Learning at the Interface: Opportunities and Barriers to University-Museum Collaborations
AHRC Collaborative Doctoral Award with University of Brighton and V&A Museum, London
Speight’s PhD, entitled Learning at the Interface: Opportunities and Barriers to University-Museum Collaborations, aims to examine how the V&A, a national museum of art and design, develops creative and innovative learning opportunities for practice-based Design students through its network of university-museum partnerships. Funded by the Arts Humanities Research Council (AHRC), this Collaborative Doctoral Award (CDA) builds on her research and experience of working for the Centre of Excellence in Teaching and Learning through Design (CETLD, 2005-2010), a partnership between the University of Brighton, V&A, Royal College of Art (RCA) and the Royal Institute of British Architects (RIBA). As one of the 74 government funded centres of excellence, the CETLD’s remit was to research the relationship between museums and higher education (HE) and to examine the opportunities that collections-based learning offered HE practice-based design students. Through a series of research initiatives and resource-based projects, this work informed the V&A’s learning strategy and how it could best support the needs of HE audiences in the museum. Although theories of learning were fully examined in this research, the different forms and types of learning that take place at the interface of the museum and university relationship were limited. By undertaking a critical examination of the V&A and its role in supporting HE, her study aims to address the conceptual and physical barriers that impede effective integration between the two sectors and how new and effective connections can be made.

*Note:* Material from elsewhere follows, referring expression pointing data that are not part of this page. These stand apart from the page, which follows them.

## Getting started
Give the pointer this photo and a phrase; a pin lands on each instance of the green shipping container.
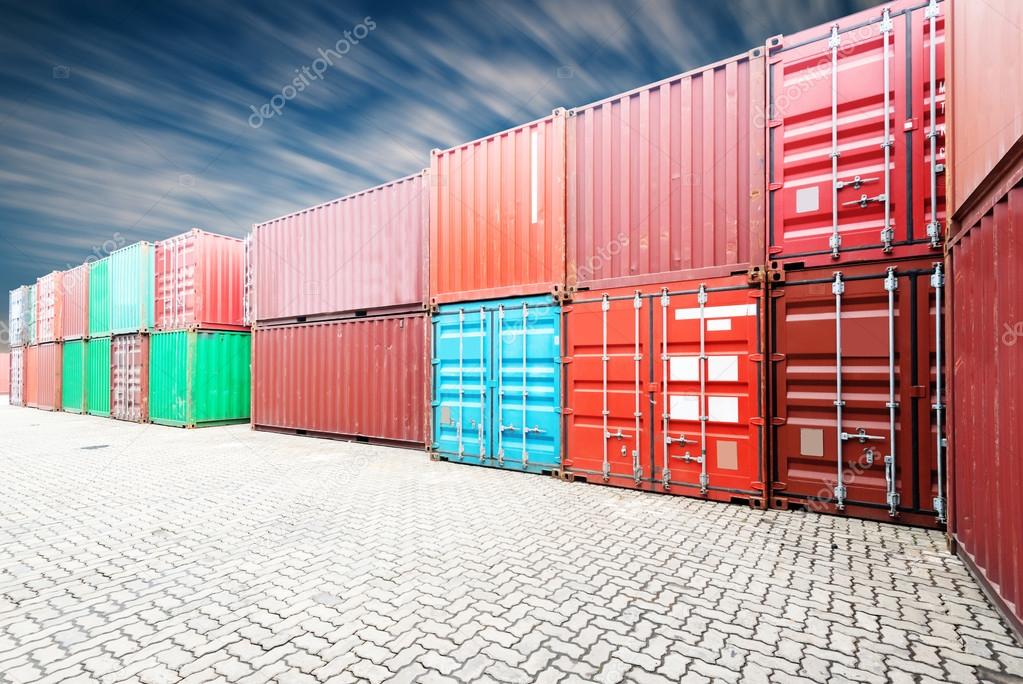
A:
(97, 384)
(99, 298)
(73, 378)
(198, 377)
(132, 283)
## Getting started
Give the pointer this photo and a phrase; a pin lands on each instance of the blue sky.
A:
(121, 122)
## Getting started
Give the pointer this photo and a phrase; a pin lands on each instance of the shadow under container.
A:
(199, 377)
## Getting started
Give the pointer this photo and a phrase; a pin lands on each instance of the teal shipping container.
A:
(199, 377)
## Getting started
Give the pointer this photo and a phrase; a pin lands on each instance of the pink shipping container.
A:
(363, 378)
(360, 253)
(49, 302)
(497, 215)
(199, 280)
(668, 180)
(75, 308)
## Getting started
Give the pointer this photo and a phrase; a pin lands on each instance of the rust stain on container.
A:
(667, 181)
(497, 215)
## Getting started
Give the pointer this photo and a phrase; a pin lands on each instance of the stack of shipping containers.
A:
(338, 295)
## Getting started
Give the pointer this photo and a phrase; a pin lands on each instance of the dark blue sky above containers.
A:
(131, 121)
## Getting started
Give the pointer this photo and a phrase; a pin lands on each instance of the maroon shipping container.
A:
(838, 167)
(48, 373)
(130, 377)
(366, 252)
(75, 307)
(497, 215)
(49, 302)
(854, 381)
(985, 260)
(361, 378)
(667, 181)
(199, 279)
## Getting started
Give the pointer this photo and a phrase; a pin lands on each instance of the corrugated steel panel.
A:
(97, 378)
(99, 298)
(132, 288)
(984, 119)
(497, 384)
(497, 215)
(815, 365)
(48, 362)
(49, 305)
(73, 376)
(812, 190)
(198, 281)
(75, 308)
(363, 377)
(667, 181)
(129, 377)
(986, 413)
(198, 377)
(656, 384)
(360, 253)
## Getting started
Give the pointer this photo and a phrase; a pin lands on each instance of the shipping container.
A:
(131, 290)
(855, 377)
(75, 305)
(199, 277)
(73, 376)
(497, 215)
(49, 306)
(664, 389)
(97, 382)
(667, 181)
(855, 137)
(983, 119)
(497, 383)
(362, 379)
(199, 377)
(48, 372)
(985, 258)
(366, 252)
(99, 298)
(128, 358)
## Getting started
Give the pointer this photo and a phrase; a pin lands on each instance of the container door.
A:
(461, 371)
(708, 398)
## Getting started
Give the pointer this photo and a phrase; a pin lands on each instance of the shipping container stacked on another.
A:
(341, 337)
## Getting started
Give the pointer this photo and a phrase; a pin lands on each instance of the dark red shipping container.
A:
(497, 215)
(642, 369)
(199, 280)
(667, 181)
(363, 378)
(854, 381)
(838, 167)
(366, 252)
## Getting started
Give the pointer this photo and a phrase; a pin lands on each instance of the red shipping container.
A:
(130, 377)
(497, 215)
(362, 378)
(860, 384)
(199, 279)
(642, 366)
(75, 306)
(667, 181)
(49, 302)
(838, 167)
(48, 369)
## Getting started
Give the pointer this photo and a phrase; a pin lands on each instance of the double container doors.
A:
(496, 383)
(664, 389)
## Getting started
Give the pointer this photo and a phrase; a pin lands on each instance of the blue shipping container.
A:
(497, 383)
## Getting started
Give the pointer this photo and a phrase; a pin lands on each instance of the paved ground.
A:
(139, 552)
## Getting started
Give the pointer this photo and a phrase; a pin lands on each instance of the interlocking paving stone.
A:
(224, 554)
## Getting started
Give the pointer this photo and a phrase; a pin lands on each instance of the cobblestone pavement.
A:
(146, 553)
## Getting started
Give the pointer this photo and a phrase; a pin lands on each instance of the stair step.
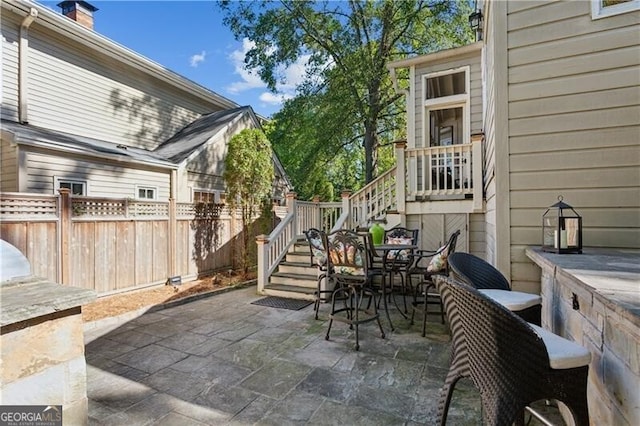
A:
(298, 258)
(290, 291)
(297, 268)
(300, 280)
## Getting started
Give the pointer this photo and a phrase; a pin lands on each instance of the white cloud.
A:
(274, 98)
(248, 80)
(294, 75)
(197, 58)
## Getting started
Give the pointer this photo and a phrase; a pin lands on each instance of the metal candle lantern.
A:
(561, 229)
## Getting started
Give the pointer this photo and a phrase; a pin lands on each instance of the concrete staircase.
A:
(294, 277)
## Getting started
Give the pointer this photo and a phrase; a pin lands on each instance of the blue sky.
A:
(188, 37)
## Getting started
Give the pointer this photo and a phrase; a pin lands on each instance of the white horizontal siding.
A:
(9, 30)
(109, 180)
(574, 121)
(9, 167)
(74, 90)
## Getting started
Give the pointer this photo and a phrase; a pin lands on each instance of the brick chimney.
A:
(79, 11)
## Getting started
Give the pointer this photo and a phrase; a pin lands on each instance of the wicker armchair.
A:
(511, 362)
(481, 275)
(425, 293)
(348, 267)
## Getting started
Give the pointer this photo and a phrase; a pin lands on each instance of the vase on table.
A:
(377, 233)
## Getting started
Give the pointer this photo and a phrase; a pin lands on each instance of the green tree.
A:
(347, 99)
(248, 175)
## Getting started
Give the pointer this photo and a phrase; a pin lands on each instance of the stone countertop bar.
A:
(32, 297)
(593, 298)
(613, 276)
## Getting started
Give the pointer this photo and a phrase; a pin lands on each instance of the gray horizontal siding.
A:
(8, 167)
(79, 91)
(103, 179)
(9, 30)
(574, 123)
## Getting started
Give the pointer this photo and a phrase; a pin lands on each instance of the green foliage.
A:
(330, 135)
(248, 176)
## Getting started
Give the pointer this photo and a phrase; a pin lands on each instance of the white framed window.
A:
(146, 192)
(208, 196)
(76, 187)
(605, 8)
(446, 99)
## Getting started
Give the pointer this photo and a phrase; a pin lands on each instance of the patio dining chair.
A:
(319, 259)
(481, 275)
(512, 363)
(428, 264)
(348, 267)
(397, 262)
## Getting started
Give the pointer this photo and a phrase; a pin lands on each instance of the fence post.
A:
(173, 237)
(65, 232)
(261, 241)
(317, 219)
(400, 177)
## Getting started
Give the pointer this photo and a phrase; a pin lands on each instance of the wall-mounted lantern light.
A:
(475, 22)
(561, 229)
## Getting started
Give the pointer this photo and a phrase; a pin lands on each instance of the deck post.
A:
(476, 155)
(263, 265)
(400, 177)
(346, 207)
(291, 208)
(65, 232)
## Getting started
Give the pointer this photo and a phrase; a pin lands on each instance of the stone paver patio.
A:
(222, 360)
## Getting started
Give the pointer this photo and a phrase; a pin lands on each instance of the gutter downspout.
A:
(23, 61)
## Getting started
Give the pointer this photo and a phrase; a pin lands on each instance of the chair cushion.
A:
(319, 256)
(438, 262)
(512, 300)
(399, 254)
(563, 353)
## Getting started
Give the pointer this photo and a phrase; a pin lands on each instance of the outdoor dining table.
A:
(385, 249)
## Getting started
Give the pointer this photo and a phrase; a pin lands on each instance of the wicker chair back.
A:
(477, 272)
(505, 358)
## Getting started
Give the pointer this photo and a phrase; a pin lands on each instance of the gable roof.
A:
(197, 133)
(26, 134)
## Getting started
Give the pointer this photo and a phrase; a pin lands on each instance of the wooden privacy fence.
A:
(111, 245)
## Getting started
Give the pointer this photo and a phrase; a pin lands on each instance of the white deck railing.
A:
(442, 170)
(374, 200)
(436, 173)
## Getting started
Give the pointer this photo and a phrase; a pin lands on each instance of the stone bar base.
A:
(42, 348)
(594, 299)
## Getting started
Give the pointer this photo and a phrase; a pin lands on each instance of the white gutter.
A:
(99, 43)
(23, 61)
(436, 56)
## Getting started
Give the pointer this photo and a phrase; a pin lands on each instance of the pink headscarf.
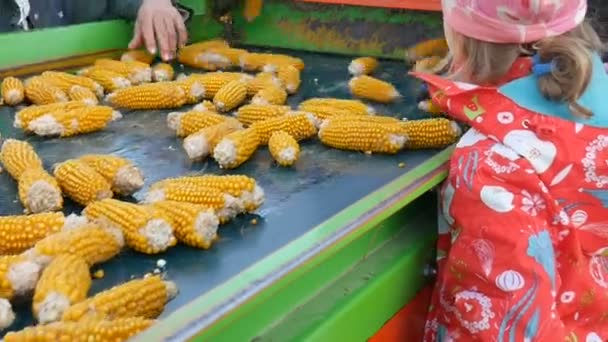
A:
(513, 21)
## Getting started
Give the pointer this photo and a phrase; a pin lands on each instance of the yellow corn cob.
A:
(89, 241)
(18, 156)
(18, 233)
(65, 82)
(13, 91)
(137, 298)
(186, 123)
(200, 144)
(149, 96)
(74, 122)
(126, 178)
(230, 96)
(87, 330)
(137, 56)
(239, 186)
(367, 87)
(270, 95)
(41, 92)
(251, 113)
(81, 182)
(162, 72)
(262, 80)
(39, 191)
(299, 125)
(136, 72)
(65, 281)
(433, 47)
(257, 61)
(362, 66)
(194, 225)
(353, 106)
(144, 231)
(236, 148)
(108, 79)
(284, 149)
(78, 93)
(430, 133)
(289, 77)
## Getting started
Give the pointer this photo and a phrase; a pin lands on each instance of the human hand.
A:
(159, 21)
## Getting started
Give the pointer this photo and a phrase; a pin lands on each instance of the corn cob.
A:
(81, 182)
(186, 123)
(87, 330)
(108, 79)
(41, 92)
(18, 233)
(65, 82)
(236, 148)
(251, 113)
(18, 156)
(363, 66)
(144, 231)
(137, 298)
(74, 122)
(65, 281)
(230, 96)
(162, 72)
(299, 125)
(126, 178)
(353, 106)
(135, 72)
(198, 145)
(284, 149)
(257, 61)
(261, 81)
(242, 187)
(137, 56)
(194, 225)
(88, 241)
(39, 191)
(149, 96)
(13, 91)
(371, 88)
(270, 95)
(78, 93)
(433, 47)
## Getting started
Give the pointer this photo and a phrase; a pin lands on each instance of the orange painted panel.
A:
(424, 5)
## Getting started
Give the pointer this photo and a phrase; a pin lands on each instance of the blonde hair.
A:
(571, 54)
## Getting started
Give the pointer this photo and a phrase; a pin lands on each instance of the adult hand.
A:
(159, 21)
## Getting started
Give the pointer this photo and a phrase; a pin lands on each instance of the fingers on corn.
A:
(194, 225)
(236, 148)
(12, 90)
(87, 330)
(270, 95)
(362, 66)
(40, 92)
(144, 231)
(125, 178)
(367, 87)
(284, 149)
(200, 144)
(81, 182)
(80, 93)
(299, 125)
(159, 95)
(145, 298)
(65, 281)
(19, 233)
(162, 72)
(73, 122)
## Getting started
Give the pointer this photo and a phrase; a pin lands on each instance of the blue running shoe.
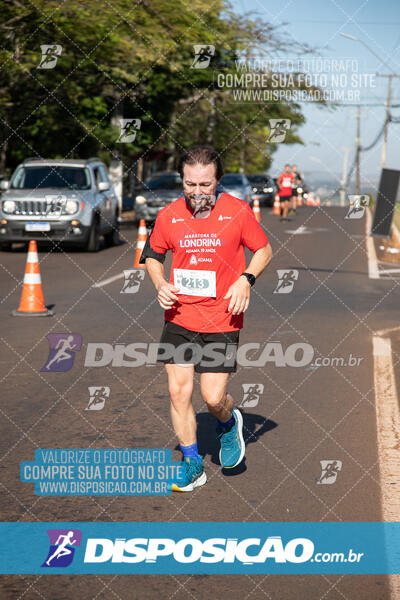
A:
(232, 442)
(194, 476)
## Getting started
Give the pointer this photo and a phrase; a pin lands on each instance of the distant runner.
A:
(204, 301)
(285, 181)
(297, 182)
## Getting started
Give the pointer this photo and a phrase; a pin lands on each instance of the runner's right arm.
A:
(153, 256)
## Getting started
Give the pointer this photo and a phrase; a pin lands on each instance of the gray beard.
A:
(202, 209)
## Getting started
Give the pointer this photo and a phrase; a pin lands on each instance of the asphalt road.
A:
(305, 414)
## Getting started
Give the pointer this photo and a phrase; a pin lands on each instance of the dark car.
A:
(263, 187)
(158, 190)
(237, 185)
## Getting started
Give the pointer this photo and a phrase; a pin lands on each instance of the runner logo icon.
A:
(203, 54)
(98, 396)
(50, 54)
(62, 547)
(357, 206)
(329, 471)
(286, 280)
(62, 351)
(133, 279)
(251, 394)
(128, 130)
(278, 130)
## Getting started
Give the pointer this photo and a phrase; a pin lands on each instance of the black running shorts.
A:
(213, 352)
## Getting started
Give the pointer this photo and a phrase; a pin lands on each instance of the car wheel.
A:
(112, 238)
(93, 242)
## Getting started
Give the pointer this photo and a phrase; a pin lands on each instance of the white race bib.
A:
(195, 282)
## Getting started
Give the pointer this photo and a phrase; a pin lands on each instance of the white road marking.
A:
(389, 271)
(373, 271)
(388, 433)
(109, 280)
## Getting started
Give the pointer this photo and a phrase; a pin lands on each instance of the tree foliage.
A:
(131, 59)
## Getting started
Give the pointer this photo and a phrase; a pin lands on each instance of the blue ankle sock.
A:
(228, 424)
(191, 451)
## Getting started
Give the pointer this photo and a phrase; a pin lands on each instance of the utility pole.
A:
(343, 183)
(387, 118)
(358, 149)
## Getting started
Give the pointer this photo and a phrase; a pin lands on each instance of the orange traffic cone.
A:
(256, 209)
(142, 234)
(32, 300)
(277, 206)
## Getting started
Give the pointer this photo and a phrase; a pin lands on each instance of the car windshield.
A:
(47, 176)
(165, 182)
(232, 180)
(257, 178)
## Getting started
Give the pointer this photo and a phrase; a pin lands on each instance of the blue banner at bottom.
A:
(199, 548)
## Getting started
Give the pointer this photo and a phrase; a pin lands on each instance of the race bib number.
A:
(195, 283)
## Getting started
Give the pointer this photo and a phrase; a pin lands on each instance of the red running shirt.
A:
(214, 245)
(285, 188)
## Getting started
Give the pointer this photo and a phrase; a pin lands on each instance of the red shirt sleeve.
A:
(159, 238)
(253, 236)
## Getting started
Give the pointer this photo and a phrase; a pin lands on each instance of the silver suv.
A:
(69, 201)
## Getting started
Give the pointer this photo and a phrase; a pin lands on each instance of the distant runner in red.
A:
(204, 301)
(285, 181)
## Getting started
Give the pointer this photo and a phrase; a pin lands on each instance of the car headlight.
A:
(71, 206)
(8, 206)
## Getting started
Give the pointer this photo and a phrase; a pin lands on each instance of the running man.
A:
(297, 181)
(62, 347)
(285, 192)
(62, 549)
(204, 300)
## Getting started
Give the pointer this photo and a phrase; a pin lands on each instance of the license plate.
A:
(37, 226)
(195, 282)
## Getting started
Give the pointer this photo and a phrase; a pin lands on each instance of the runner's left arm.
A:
(254, 238)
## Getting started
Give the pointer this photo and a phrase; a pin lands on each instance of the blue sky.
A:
(326, 133)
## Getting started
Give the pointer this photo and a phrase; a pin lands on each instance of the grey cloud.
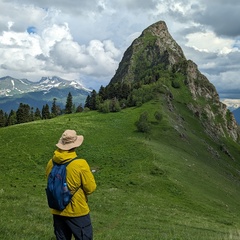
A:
(222, 16)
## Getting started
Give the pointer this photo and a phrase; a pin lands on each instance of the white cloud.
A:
(85, 40)
(209, 42)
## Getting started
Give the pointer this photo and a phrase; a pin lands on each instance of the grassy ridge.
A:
(164, 185)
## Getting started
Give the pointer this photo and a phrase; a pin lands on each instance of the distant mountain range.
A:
(36, 94)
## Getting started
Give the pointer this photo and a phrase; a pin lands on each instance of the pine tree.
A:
(69, 104)
(12, 118)
(37, 114)
(45, 112)
(87, 102)
(54, 108)
(23, 113)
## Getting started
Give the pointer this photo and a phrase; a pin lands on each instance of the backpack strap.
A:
(66, 166)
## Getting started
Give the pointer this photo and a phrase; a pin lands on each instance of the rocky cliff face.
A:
(156, 49)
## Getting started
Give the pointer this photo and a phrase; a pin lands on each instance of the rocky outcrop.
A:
(156, 49)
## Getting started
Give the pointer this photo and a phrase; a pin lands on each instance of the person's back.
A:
(74, 219)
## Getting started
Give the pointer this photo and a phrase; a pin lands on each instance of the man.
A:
(74, 219)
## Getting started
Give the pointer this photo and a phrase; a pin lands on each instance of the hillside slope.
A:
(156, 58)
(172, 183)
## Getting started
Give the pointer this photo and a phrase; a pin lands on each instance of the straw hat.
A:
(69, 140)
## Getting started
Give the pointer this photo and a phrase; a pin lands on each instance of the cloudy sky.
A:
(85, 40)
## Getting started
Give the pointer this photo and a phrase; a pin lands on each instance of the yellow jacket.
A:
(80, 182)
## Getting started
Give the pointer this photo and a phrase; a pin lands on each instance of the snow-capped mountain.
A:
(11, 86)
(36, 94)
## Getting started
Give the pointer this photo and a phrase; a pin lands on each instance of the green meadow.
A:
(171, 183)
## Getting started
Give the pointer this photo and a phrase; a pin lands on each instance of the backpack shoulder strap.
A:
(54, 163)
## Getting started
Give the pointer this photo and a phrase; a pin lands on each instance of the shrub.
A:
(143, 124)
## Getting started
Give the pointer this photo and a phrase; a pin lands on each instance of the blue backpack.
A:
(58, 195)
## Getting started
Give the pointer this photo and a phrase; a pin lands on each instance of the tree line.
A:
(25, 113)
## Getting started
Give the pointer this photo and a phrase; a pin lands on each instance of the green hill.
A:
(160, 185)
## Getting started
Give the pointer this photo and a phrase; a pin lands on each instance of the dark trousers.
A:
(79, 227)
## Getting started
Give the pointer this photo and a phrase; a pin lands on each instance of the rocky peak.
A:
(155, 51)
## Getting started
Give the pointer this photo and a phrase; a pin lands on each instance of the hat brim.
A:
(69, 146)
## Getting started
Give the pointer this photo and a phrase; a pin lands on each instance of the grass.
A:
(155, 186)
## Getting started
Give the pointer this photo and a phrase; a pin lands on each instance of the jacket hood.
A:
(63, 156)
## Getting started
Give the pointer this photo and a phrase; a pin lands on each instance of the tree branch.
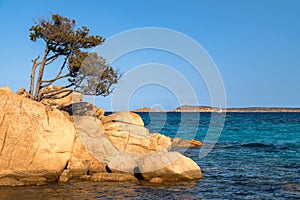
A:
(32, 76)
(52, 94)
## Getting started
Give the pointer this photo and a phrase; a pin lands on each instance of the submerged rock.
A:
(177, 142)
(124, 117)
(170, 166)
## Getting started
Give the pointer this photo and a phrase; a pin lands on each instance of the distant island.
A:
(187, 108)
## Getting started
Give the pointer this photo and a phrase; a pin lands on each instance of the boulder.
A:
(6, 90)
(65, 176)
(133, 138)
(170, 166)
(124, 117)
(35, 140)
(124, 163)
(82, 162)
(93, 139)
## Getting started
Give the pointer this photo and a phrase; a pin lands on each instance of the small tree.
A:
(86, 72)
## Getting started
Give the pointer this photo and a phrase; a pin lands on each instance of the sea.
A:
(249, 156)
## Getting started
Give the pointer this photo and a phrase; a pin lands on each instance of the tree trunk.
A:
(40, 75)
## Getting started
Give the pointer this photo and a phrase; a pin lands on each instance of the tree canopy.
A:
(87, 73)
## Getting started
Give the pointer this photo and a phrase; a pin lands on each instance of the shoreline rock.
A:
(40, 144)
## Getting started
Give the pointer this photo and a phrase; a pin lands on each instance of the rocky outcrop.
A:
(36, 141)
(126, 131)
(124, 117)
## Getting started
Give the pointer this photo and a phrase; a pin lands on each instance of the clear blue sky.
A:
(254, 43)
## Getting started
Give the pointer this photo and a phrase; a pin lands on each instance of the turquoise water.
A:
(257, 156)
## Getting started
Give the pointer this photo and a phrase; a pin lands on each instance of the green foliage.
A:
(64, 41)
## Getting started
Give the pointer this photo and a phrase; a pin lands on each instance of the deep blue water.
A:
(257, 156)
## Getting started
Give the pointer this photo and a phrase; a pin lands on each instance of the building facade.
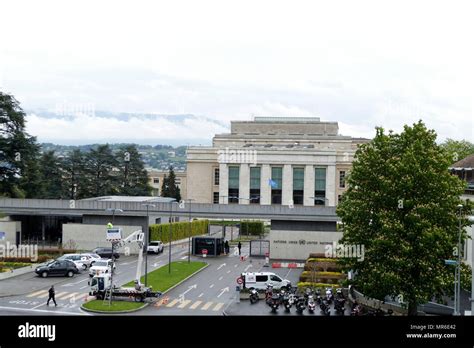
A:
(155, 179)
(273, 161)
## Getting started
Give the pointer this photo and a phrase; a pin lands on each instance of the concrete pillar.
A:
(308, 185)
(287, 185)
(331, 185)
(244, 183)
(223, 183)
(265, 189)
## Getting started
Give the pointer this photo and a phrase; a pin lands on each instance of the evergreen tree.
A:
(401, 205)
(132, 175)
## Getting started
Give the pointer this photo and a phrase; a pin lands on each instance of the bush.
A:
(255, 228)
(179, 230)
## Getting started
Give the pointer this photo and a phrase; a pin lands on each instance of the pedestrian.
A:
(51, 296)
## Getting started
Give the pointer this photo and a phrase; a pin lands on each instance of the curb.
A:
(146, 304)
(182, 281)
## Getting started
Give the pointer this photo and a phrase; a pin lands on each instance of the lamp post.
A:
(171, 234)
(147, 241)
(113, 210)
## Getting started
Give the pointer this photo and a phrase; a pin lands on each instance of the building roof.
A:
(133, 199)
(465, 163)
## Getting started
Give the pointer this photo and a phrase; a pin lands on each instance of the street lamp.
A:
(147, 241)
(113, 210)
(171, 233)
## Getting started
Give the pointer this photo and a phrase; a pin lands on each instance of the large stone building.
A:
(273, 160)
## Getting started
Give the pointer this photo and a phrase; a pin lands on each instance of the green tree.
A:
(100, 179)
(170, 188)
(401, 205)
(52, 184)
(74, 175)
(132, 174)
(457, 149)
(18, 151)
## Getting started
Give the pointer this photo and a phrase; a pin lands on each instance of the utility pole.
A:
(147, 241)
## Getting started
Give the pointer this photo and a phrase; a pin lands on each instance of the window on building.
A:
(277, 178)
(320, 186)
(255, 185)
(298, 185)
(233, 184)
(216, 176)
(342, 179)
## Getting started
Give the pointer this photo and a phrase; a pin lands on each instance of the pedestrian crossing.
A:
(189, 304)
(63, 295)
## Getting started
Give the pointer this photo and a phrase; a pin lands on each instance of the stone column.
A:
(265, 189)
(308, 185)
(287, 185)
(331, 185)
(244, 183)
(223, 183)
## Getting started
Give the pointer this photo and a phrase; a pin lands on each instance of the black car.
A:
(57, 268)
(105, 253)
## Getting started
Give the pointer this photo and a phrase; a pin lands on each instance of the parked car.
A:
(155, 246)
(57, 268)
(101, 266)
(81, 261)
(105, 252)
(260, 280)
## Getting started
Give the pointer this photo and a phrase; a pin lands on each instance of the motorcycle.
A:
(300, 305)
(311, 304)
(325, 310)
(253, 296)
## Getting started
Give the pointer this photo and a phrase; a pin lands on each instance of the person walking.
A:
(51, 296)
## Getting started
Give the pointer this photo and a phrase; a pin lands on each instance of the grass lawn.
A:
(161, 280)
(100, 305)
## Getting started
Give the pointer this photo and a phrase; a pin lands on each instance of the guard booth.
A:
(213, 245)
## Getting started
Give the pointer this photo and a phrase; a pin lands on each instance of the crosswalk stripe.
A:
(172, 303)
(184, 303)
(207, 305)
(59, 295)
(72, 294)
(195, 305)
(36, 293)
(218, 306)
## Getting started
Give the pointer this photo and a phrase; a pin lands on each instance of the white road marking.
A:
(206, 306)
(36, 293)
(195, 305)
(218, 306)
(42, 310)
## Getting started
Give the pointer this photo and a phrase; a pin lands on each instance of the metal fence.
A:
(259, 247)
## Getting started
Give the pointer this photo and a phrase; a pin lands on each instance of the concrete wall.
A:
(297, 245)
(10, 228)
(88, 237)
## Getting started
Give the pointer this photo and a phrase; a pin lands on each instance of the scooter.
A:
(253, 296)
(325, 310)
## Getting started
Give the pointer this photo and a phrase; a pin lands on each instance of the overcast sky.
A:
(361, 63)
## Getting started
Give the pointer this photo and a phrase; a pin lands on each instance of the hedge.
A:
(255, 228)
(179, 230)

The AHRC Collaborative Doctoral programme has provided Speight with an opportunity to continue her exciting research in this area and to enhance and strengthen the relationship between the V&A and the University of Brighton and their mutual interest and dedication to this topic. It is envisaged that the outcomes of her PhD will contribute to the broad research agenda examining the interface of the museum-university relationship and will provide the foundations in which museum and HE policy in this area can be refreshed and reviewed.